Simplisitic implementation of Heron's formula for the area of a triangle
"""
s = (a + b + c) / 2
return math.sqrt(s*(s-a)*(s-b)*(s-c))
def heron2(a, b, c):
"""
Numerically stable implementation of Heron's formula for the area of a
triangle -- better for long, thin triangles.
"""
# Order the side lengths so that a >= b >= c
a, b, c = sorted((a, b, c), reverse=True)
return math.sqrt((a+(b+c)) * (c-(a-b)) * (c+(a-b)) * (a + (b-c)))/4
For the suggested triangle, the second of these functions clearly works better, and gives the area, $5 \times 10^{-14}$, correct to machine precision whereas the simplistic implementation is out by about 0.08%.

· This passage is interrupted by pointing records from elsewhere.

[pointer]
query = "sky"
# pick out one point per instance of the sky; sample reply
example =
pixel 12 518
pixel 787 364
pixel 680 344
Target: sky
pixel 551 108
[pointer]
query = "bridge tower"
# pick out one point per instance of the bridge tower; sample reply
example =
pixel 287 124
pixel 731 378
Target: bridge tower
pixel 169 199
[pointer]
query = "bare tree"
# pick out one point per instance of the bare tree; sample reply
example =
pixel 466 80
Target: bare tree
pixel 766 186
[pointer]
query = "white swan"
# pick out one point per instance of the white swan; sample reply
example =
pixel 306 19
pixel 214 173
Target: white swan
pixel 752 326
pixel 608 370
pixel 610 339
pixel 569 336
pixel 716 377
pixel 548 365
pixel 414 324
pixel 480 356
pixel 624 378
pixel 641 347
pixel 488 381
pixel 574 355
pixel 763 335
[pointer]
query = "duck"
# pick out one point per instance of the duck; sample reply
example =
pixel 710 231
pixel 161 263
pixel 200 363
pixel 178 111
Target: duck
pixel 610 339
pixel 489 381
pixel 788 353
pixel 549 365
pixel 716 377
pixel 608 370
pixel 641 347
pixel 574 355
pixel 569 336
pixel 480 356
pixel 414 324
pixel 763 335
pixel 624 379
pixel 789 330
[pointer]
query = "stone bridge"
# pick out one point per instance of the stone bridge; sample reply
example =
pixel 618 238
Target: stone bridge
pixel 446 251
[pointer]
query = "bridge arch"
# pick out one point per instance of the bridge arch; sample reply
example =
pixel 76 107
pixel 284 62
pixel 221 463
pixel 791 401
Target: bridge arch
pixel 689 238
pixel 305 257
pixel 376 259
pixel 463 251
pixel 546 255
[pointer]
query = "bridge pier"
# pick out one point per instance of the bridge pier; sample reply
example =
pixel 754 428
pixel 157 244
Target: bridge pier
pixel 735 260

In [x]: a, b, c = 1, 1, 1.e-13
In [x]: print('Simple: {}, Stable: {}, Exact: 5.e-14'
.format(heron1(a,b,c), heron2(a,b,c)))
Simple: 4.9960036108132044e-14, Stable: 5e-14, Exact: 5.e-14
The problem with the simplistic calculation is that the semiperimeter, $s$, is very close in value to the longer sides' lengths leading to loss of precision in the subtractions. The second implementation avoids this by not subtracting a small number from a very much larger one. Removing the parentheses breaks the algorithm since addition and subtraction are evaluated left-to-right.